Endspurt für‘s Kinderhaus
Am Samstag liefen noch einmal alle Bohrmaschinen heiß und alle packten ihre letzten
Energiereserven aus, um das Haus fertigzustellen. Dort wo morgens die Eröffnung noch
schier unmöglich erschien, hingen am Nachmittag bereits Bilder an der Wand. Überall
wuselte es, hier und da Freude, hier und da Erschöpfung und dann waren da auch noch die
rosafarbenen Lampen zu bändigen.
Die Housemoms umsorgen die Kinder mit viel Liebe und Freude
Doch gegen Abend macht es an ziemlich vielen Stellen „Klick“ und es war geschafft. Alle
trafen sich im neuen Haus um auf diese Leistung anzustoßen und das Kinderhaus
einzuweihen. Dem, dem Reden mit vielen „Dankeschöns“ zu langweilig sind, sei empfohlen,
nach Afrika zu kommen. Jedem Dankeschön folgt hier ein Applaus, dessen Gewalt an
aufgescheuchte Vogelschwärme erinnert; ausgelassener Freude folgt tränenreiche Rührung.

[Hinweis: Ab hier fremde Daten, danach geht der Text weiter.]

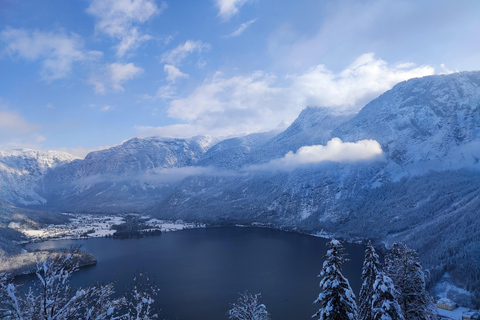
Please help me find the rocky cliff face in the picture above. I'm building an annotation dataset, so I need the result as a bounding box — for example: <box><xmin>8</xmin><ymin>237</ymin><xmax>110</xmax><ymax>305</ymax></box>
<box><xmin>0</xmin><ymin>72</ymin><xmax>480</xmax><ymax>298</ymax></box>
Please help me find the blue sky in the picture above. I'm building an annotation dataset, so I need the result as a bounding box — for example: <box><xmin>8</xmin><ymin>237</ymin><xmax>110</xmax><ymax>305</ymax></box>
<box><xmin>0</xmin><ymin>0</ymin><xmax>480</xmax><ymax>155</ymax></box>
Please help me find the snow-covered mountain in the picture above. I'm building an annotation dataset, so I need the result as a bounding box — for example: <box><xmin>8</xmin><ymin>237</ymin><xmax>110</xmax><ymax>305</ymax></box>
<box><xmin>0</xmin><ymin>149</ymin><xmax>76</xmax><ymax>205</ymax></box>
<box><xmin>39</xmin><ymin>136</ymin><xmax>214</xmax><ymax>212</ymax></box>
<box><xmin>0</xmin><ymin>72</ymin><xmax>480</xmax><ymax>300</ymax></box>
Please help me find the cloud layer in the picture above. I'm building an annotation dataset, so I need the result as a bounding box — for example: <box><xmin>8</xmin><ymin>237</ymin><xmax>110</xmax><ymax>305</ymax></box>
<box><xmin>145</xmin><ymin>53</ymin><xmax>434</xmax><ymax>137</ymax></box>
<box><xmin>0</xmin><ymin>28</ymin><xmax>102</xmax><ymax>81</ymax></box>
<box><xmin>87</xmin><ymin>0</ymin><xmax>167</xmax><ymax>57</ymax></box>
<box><xmin>216</xmin><ymin>0</ymin><xmax>250</xmax><ymax>21</ymax></box>
<box><xmin>0</xmin><ymin>106</ymin><xmax>45</xmax><ymax>150</ymax></box>
<box><xmin>89</xmin><ymin>62</ymin><xmax>143</xmax><ymax>93</ymax></box>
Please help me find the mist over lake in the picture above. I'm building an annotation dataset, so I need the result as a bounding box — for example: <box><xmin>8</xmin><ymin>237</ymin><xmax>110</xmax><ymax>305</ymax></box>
<box><xmin>26</xmin><ymin>227</ymin><xmax>365</xmax><ymax>320</ymax></box>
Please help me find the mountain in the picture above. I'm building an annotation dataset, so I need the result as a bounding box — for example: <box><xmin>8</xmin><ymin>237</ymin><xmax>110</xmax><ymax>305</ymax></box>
<box><xmin>0</xmin><ymin>149</ymin><xmax>76</xmax><ymax>205</ymax></box>
<box><xmin>39</xmin><ymin>136</ymin><xmax>214</xmax><ymax>212</ymax></box>
<box><xmin>0</xmin><ymin>72</ymin><xmax>480</xmax><ymax>297</ymax></box>
<box><xmin>332</xmin><ymin>72</ymin><xmax>480</xmax><ymax>173</ymax></box>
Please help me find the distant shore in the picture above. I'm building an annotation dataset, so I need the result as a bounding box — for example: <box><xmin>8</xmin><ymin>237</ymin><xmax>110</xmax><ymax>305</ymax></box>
<box><xmin>0</xmin><ymin>250</ymin><xmax>97</xmax><ymax>277</ymax></box>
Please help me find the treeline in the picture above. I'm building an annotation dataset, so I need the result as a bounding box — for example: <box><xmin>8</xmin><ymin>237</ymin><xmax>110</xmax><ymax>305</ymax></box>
<box><xmin>228</xmin><ymin>239</ymin><xmax>437</xmax><ymax>320</ymax></box>
<box><xmin>0</xmin><ymin>239</ymin><xmax>436</xmax><ymax>320</ymax></box>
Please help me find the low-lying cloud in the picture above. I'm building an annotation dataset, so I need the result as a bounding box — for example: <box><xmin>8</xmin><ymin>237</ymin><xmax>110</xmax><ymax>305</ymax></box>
<box><xmin>144</xmin><ymin>53</ymin><xmax>434</xmax><ymax>137</ymax></box>
<box><xmin>73</xmin><ymin>166</ymin><xmax>240</xmax><ymax>187</ymax></box>
<box><xmin>252</xmin><ymin>138</ymin><xmax>383</xmax><ymax>171</ymax></box>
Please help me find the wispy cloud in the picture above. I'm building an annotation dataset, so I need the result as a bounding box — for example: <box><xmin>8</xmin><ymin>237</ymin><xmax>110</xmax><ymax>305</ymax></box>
<box><xmin>89</xmin><ymin>63</ymin><xmax>143</xmax><ymax>93</ymax></box>
<box><xmin>142</xmin><ymin>53</ymin><xmax>434</xmax><ymax>134</ymax></box>
<box><xmin>90</xmin><ymin>104</ymin><xmax>115</xmax><ymax>112</ymax></box>
<box><xmin>161</xmin><ymin>40</ymin><xmax>210</xmax><ymax>66</ymax></box>
<box><xmin>87</xmin><ymin>0</ymin><xmax>167</xmax><ymax>57</ymax></box>
<box><xmin>265</xmin><ymin>138</ymin><xmax>383</xmax><ymax>170</ymax></box>
<box><xmin>229</xmin><ymin>19</ymin><xmax>257</xmax><ymax>37</ymax></box>
<box><xmin>216</xmin><ymin>0</ymin><xmax>251</xmax><ymax>21</ymax></box>
<box><xmin>73</xmin><ymin>166</ymin><xmax>239</xmax><ymax>187</ymax></box>
<box><xmin>0</xmin><ymin>28</ymin><xmax>102</xmax><ymax>81</ymax></box>
<box><xmin>0</xmin><ymin>106</ymin><xmax>46</xmax><ymax>149</ymax></box>
<box><xmin>163</xmin><ymin>64</ymin><xmax>189</xmax><ymax>82</ymax></box>
<box><xmin>56</xmin><ymin>146</ymin><xmax>113</xmax><ymax>159</ymax></box>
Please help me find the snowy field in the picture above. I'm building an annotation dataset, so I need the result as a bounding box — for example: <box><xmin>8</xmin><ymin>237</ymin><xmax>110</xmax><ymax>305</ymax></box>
<box><xmin>9</xmin><ymin>213</ymin><xmax>205</xmax><ymax>242</ymax></box>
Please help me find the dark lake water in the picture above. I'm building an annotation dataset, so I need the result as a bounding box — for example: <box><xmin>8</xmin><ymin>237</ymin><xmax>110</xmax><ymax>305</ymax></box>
<box><xmin>27</xmin><ymin>227</ymin><xmax>365</xmax><ymax>320</ymax></box>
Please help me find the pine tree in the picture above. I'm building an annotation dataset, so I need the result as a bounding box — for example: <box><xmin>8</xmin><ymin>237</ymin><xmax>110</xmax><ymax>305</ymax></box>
<box><xmin>372</xmin><ymin>272</ymin><xmax>404</xmax><ymax>320</ymax></box>
<box><xmin>385</xmin><ymin>244</ymin><xmax>436</xmax><ymax>320</ymax></box>
<box><xmin>358</xmin><ymin>242</ymin><xmax>380</xmax><ymax>320</ymax></box>
<box><xmin>312</xmin><ymin>239</ymin><xmax>357</xmax><ymax>320</ymax></box>
<box><xmin>227</xmin><ymin>291</ymin><xmax>270</xmax><ymax>320</ymax></box>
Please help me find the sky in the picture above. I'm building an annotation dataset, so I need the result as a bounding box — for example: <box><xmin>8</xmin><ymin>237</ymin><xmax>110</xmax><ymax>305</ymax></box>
<box><xmin>0</xmin><ymin>0</ymin><xmax>480</xmax><ymax>156</ymax></box>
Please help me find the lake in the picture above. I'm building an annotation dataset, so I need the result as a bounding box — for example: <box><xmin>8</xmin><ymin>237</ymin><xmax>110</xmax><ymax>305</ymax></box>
<box><xmin>27</xmin><ymin>227</ymin><xmax>365</xmax><ymax>320</ymax></box>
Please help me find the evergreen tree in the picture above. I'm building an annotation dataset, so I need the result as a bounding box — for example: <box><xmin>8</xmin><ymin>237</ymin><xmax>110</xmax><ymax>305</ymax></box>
<box><xmin>358</xmin><ymin>242</ymin><xmax>380</xmax><ymax>320</ymax></box>
<box><xmin>227</xmin><ymin>291</ymin><xmax>270</xmax><ymax>320</ymax></box>
<box><xmin>372</xmin><ymin>272</ymin><xmax>404</xmax><ymax>320</ymax></box>
<box><xmin>385</xmin><ymin>244</ymin><xmax>436</xmax><ymax>320</ymax></box>
<box><xmin>312</xmin><ymin>239</ymin><xmax>357</xmax><ymax>320</ymax></box>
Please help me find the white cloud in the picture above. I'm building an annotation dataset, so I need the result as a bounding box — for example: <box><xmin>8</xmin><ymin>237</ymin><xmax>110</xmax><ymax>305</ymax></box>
<box><xmin>87</xmin><ymin>0</ymin><xmax>167</xmax><ymax>57</ymax></box>
<box><xmin>155</xmin><ymin>85</ymin><xmax>177</xmax><ymax>99</ymax></box>
<box><xmin>90</xmin><ymin>104</ymin><xmax>115</xmax><ymax>112</ymax></box>
<box><xmin>0</xmin><ymin>108</ymin><xmax>46</xmax><ymax>149</ymax></box>
<box><xmin>110</xmin><ymin>63</ymin><xmax>143</xmax><ymax>91</ymax></box>
<box><xmin>116</xmin><ymin>28</ymin><xmax>152</xmax><ymax>57</ymax></box>
<box><xmin>163</xmin><ymin>64</ymin><xmax>189</xmax><ymax>82</ymax></box>
<box><xmin>290</xmin><ymin>53</ymin><xmax>434</xmax><ymax>111</ymax></box>
<box><xmin>161</xmin><ymin>40</ymin><xmax>210</xmax><ymax>65</ymax></box>
<box><xmin>56</xmin><ymin>146</ymin><xmax>113</xmax><ymax>159</ymax></box>
<box><xmin>0</xmin><ymin>29</ymin><xmax>101</xmax><ymax>81</ymax></box>
<box><xmin>229</xmin><ymin>19</ymin><xmax>257</xmax><ymax>37</ymax></box>
<box><xmin>74</xmin><ymin>166</ymin><xmax>238</xmax><ymax>186</ymax></box>
<box><xmin>145</xmin><ymin>54</ymin><xmax>434</xmax><ymax>135</ymax></box>
<box><xmin>216</xmin><ymin>0</ymin><xmax>249</xmax><ymax>21</ymax></box>
<box><xmin>88</xmin><ymin>62</ymin><xmax>143</xmax><ymax>93</ymax></box>
<box><xmin>253</xmin><ymin>138</ymin><xmax>383</xmax><ymax>171</ymax></box>
<box><xmin>134</xmin><ymin>124</ymin><xmax>215</xmax><ymax>139</ymax></box>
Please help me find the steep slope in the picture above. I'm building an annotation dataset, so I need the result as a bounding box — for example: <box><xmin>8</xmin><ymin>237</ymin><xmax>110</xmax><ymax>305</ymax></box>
<box><xmin>332</xmin><ymin>72</ymin><xmax>480</xmax><ymax>173</ymax></box>
<box><xmin>198</xmin><ymin>131</ymin><xmax>276</xmax><ymax>169</ymax></box>
<box><xmin>246</xmin><ymin>107</ymin><xmax>355</xmax><ymax>164</ymax></box>
<box><xmin>150</xmin><ymin>72</ymin><xmax>480</xmax><ymax>301</ymax></box>
<box><xmin>38</xmin><ymin>137</ymin><xmax>215</xmax><ymax>212</ymax></box>
<box><xmin>0</xmin><ymin>149</ymin><xmax>76</xmax><ymax>205</ymax></box>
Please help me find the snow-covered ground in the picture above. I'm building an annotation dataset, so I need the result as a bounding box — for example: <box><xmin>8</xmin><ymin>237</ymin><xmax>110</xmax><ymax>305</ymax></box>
<box><xmin>9</xmin><ymin>213</ymin><xmax>205</xmax><ymax>242</ymax></box>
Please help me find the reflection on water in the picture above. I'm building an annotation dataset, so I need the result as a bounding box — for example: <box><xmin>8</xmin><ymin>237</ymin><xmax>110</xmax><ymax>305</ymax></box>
<box><xmin>27</xmin><ymin>228</ymin><xmax>365</xmax><ymax>320</ymax></box>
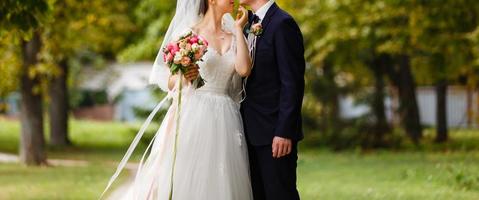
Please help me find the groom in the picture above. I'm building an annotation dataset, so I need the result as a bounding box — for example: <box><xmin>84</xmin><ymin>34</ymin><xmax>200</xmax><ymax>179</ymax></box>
<box><xmin>240</xmin><ymin>0</ymin><xmax>305</xmax><ymax>200</ymax></box>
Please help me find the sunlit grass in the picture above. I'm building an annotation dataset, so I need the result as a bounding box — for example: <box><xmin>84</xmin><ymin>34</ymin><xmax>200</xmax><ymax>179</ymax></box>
<box><xmin>0</xmin><ymin>120</ymin><xmax>479</xmax><ymax>200</ymax></box>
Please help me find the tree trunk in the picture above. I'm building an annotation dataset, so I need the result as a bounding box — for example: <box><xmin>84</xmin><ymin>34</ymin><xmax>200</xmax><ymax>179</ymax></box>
<box><xmin>436</xmin><ymin>79</ymin><xmax>448</xmax><ymax>143</ymax></box>
<box><xmin>49</xmin><ymin>59</ymin><xmax>71</xmax><ymax>147</ymax></box>
<box><xmin>19</xmin><ymin>32</ymin><xmax>46</xmax><ymax>165</ymax></box>
<box><xmin>370</xmin><ymin>56</ymin><xmax>389</xmax><ymax>146</ymax></box>
<box><xmin>387</xmin><ymin>55</ymin><xmax>422</xmax><ymax>144</ymax></box>
<box><xmin>466</xmin><ymin>84</ymin><xmax>474</xmax><ymax>128</ymax></box>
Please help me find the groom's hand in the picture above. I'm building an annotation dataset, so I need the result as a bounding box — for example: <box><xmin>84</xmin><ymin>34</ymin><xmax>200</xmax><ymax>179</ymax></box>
<box><xmin>273</xmin><ymin>136</ymin><xmax>293</xmax><ymax>158</ymax></box>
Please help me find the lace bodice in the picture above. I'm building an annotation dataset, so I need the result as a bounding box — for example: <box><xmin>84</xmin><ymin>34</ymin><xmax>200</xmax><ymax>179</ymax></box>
<box><xmin>198</xmin><ymin>31</ymin><xmax>236</xmax><ymax>94</ymax></box>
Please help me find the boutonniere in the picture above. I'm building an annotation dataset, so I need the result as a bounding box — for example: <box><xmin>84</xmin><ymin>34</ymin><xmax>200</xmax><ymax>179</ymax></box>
<box><xmin>249</xmin><ymin>22</ymin><xmax>263</xmax><ymax>37</ymax></box>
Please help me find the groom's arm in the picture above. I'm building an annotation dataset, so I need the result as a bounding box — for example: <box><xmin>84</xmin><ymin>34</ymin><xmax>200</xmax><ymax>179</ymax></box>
<box><xmin>275</xmin><ymin>18</ymin><xmax>306</xmax><ymax>139</ymax></box>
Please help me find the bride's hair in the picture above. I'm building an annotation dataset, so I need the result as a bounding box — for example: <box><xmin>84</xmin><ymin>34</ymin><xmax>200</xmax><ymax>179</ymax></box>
<box><xmin>198</xmin><ymin>0</ymin><xmax>208</xmax><ymax>16</ymax></box>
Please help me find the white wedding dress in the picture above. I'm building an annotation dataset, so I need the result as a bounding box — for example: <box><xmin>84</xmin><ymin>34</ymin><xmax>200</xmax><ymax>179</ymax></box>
<box><xmin>112</xmin><ymin>32</ymin><xmax>253</xmax><ymax>200</ymax></box>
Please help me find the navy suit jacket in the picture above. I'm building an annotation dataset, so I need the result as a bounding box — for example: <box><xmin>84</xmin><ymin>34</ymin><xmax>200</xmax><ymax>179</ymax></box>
<box><xmin>241</xmin><ymin>3</ymin><xmax>305</xmax><ymax>146</ymax></box>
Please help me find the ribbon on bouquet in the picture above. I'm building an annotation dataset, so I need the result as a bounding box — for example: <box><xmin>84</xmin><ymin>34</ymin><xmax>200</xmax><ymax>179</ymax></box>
<box><xmin>99</xmin><ymin>71</ymin><xmax>186</xmax><ymax>200</ymax></box>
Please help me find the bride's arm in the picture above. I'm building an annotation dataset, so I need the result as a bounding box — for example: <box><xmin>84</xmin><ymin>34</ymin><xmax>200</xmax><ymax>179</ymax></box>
<box><xmin>234</xmin><ymin>7</ymin><xmax>252</xmax><ymax>77</ymax></box>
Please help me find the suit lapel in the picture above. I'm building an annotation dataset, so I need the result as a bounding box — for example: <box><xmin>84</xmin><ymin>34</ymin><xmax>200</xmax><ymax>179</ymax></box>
<box><xmin>255</xmin><ymin>3</ymin><xmax>279</xmax><ymax>54</ymax></box>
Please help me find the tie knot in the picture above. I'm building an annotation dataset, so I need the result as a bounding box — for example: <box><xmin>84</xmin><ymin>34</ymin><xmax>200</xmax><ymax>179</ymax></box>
<box><xmin>252</xmin><ymin>14</ymin><xmax>259</xmax><ymax>24</ymax></box>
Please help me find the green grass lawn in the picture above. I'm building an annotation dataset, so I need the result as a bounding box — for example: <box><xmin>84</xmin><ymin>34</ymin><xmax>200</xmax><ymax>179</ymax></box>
<box><xmin>0</xmin><ymin>120</ymin><xmax>479</xmax><ymax>200</ymax></box>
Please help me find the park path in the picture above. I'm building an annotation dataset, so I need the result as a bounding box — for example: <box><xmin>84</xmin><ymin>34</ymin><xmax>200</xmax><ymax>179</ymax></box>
<box><xmin>0</xmin><ymin>152</ymin><xmax>138</xmax><ymax>200</ymax></box>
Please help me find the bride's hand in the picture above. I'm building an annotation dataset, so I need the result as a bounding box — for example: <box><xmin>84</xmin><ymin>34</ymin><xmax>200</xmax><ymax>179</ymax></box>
<box><xmin>185</xmin><ymin>64</ymin><xmax>199</xmax><ymax>82</ymax></box>
<box><xmin>235</xmin><ymin>6</ymin><xmax>248</xmax><ymax>31</ymax></box>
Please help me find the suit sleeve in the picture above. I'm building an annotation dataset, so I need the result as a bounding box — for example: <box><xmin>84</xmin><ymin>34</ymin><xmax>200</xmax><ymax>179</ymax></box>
<box><xmin>274</xmin><ymin>18</ymin><xmax>306</xmax><ymax>139</ymax></box>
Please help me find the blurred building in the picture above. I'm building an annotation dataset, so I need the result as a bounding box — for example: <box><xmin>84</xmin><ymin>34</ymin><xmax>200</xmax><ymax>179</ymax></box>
<box><xmin>340</xmin><ymin>86</ymin><xmax>479</xmax><ymax>127</ymax></box>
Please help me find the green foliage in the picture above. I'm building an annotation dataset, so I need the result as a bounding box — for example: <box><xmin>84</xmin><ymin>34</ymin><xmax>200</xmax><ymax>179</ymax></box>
<box><xmin>118</xmin><ymin>0</ymin><xmax>176</xmax><ymax>62</ymax></box>
<box><xmin>0</xmin><ymin>0</ymin><xmax>53</xmax><ymax>36</ymax></box>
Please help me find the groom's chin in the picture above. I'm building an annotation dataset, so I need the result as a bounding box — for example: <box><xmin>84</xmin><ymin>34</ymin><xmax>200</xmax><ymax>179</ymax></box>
<box><xmin>239</xmin><ymin>0</ymin><xmax>251</xmax><ymax>6</ymax></box>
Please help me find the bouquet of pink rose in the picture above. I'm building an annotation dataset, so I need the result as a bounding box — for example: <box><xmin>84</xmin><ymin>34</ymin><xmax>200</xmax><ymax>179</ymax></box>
<box><xmin>163</xmin><ymin>32</ymin><xmax>208</xmax><ymax>86</ymax></box>
<box><xmin>162</xmin><ymin>31</ymin><xmax>208</xmax><ymax>199</ymax></box>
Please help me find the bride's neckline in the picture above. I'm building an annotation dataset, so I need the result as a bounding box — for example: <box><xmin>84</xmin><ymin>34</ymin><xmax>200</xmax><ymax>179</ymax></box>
<box><xmin>190</xmin><ymin>28</ymin><xmax>234</xmax><ymax>57</ymax></box>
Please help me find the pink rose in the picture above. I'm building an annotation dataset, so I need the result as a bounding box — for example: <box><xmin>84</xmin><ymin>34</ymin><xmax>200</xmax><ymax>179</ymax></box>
<box><xmin>165</xmin><ymin>53</ymin><xmax>174</xmax><ymax>62</ymax></box>
<box><xmin>181</xmin><ymin>56</ymin><xmax>191</xmax><ymax>67</ymax></box>
<box><xmin>166</xmin><ymin>42</ymin><xmax>176</xmax><ymax>52</ymax></box>
<box><xmin>195</xmin><ymin>51</ymin><xmax>203</xmax><ymax>60</ymax></box>
<box><xmin>189</xmin><ymin>36</ymin><xmax>198</xmax><ymax>44</ymax></box>
<box><xmin>185</xmin><ymin>44</ymin><xmax>191</xmax><ymax>51</ymax></box>
<box><xmin>170</xmin><ymin>44</ymin><xmax>180</xmax><ymax>54</ymax></box>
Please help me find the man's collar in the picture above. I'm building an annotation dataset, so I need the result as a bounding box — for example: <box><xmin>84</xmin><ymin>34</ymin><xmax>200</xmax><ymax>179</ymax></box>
<box><xmin>254</xmin><ymin>0</ymin><xmax>274</xmax><ymax>20</ymax></box>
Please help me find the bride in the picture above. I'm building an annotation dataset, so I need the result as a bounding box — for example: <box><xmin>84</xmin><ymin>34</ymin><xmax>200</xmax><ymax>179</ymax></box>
<box><xmin>102</xmin><ymin>0</ymin><xmax>253</xmax><ymax>200</ymax></box>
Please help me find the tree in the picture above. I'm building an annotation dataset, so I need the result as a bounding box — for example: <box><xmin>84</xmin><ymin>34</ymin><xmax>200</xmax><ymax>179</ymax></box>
<box><xmin>0</xmin><ymin>0</ymin><xmax>51</xmax><ymax>165</ymax></box>
<box><xmin>42</xmin><ymin>0</ymin><xmax>136</xmax><ymax>146</ymax></box>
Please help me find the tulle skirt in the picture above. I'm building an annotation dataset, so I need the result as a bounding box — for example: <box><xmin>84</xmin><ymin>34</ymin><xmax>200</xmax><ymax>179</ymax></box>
<box><xmin>123</xmin><ymin>89</ymin><xmax>253</xmax><ymax>200</ymax></box>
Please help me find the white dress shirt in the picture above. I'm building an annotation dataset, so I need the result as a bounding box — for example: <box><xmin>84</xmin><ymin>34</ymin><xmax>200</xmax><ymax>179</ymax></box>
<box><xmin>253</xmin><ymin>0</ymin><xmax>274</xmax><ymax>22</ymax></box>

Es war eine ergreifende Eröffnungsfeier, mittendrin die gut gelaunten Arbeiter aus Grabouw,
die mich mehr als einmal überraschten. Und: Wer Gospel mag, wird die Housemoms hier im
Village lieben. Schon tagsüber schallte ihr Gesang durch die Räume und rundete am Abend
schließlich alle Worte und alle Umarmungen ab.
Hintergrund
1999 gründete Wolfgang Egger, Vorstandsvorsitzender der Patrizia Immobilen AG, die
Patrizia Kinderhaus-Stiftung. Mittlerweile hat sie in aller Welt gemeinsam mit Partnern
Kinderhäuser in einem Gesamtwert von rund 10 Mio. EUR errichtet, in denen bereits über
150.000 Kindern geholfen wurde. Jeder gespendete Euro kommt zu 100% im Projekt an.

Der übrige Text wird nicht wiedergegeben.